A US film industry official said yesterday that China should lift barriers that block most movie imports, warning that they are fueling its thriving market for pirated titles and hurting Chinese studios.
Beijing allows in 20 foreign films for theatrical release each year, a tiny fraction of the hun-dreds produced, said Michael Ellis, senior vice president for the Asia-Pacific of the Motion Picture Association. He said the gap is filled by pirated DVD copies, which are believed to account for 93 percent of movies sold in China.
"There needs to be a recognition that there's not going to be progress until they open the market and build a legitimate film industry here that everyone can get into," Ellis said during an appearance before the Foreign Correspondents Club of China. "Until that happens, you'll have this vacuum that pirates will plug with pirated products."

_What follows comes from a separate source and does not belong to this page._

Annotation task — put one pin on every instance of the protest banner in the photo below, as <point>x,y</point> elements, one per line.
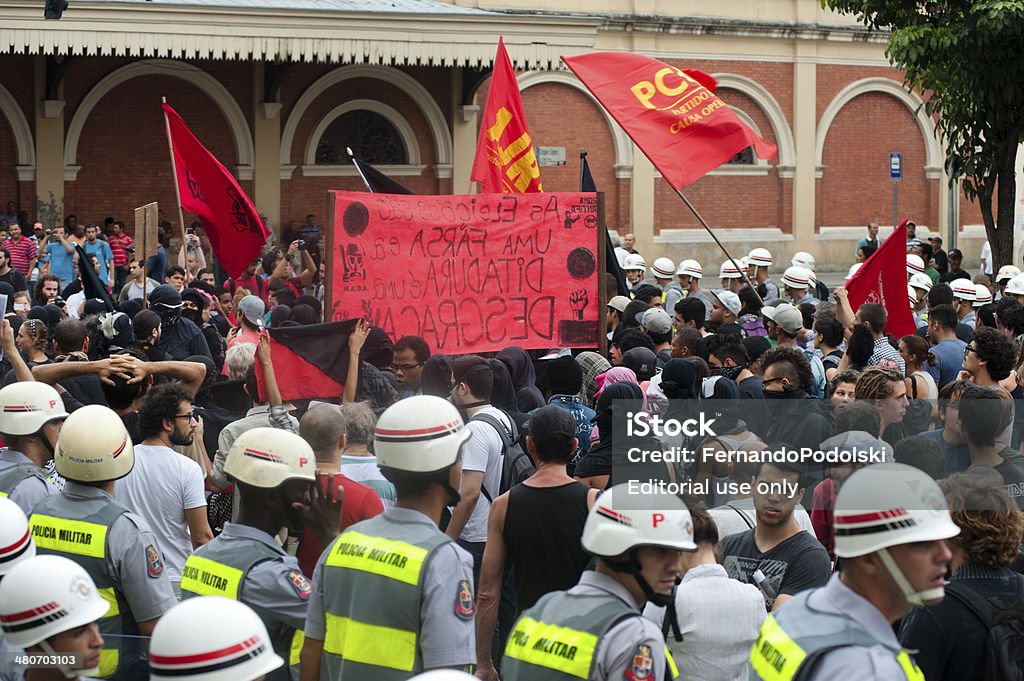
<point>469,273</point>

Film piracy is believed to have cost US studios US$244 million in lost potential box office revenues in China last year, said Ellis, whose group is made up of the seven top Hollywood studios.
But he said estimated piracy losses to Chinese studios were far higher at US$2.4 billion.
The 20-title Chinese import quota is based on commitments to the WTO. But the figure is controversial, with the US saying it was meant to be a minimum, while Beijing treats it as an upper limit.
US studios released 549 movies last year, according to Ellis.
Chinese officials are reluctant to ease import controls for fear of hurting China's studios. Foreign movies are hugely popular in China, but the state film distributor removes them from cinemas during high-viewership periods.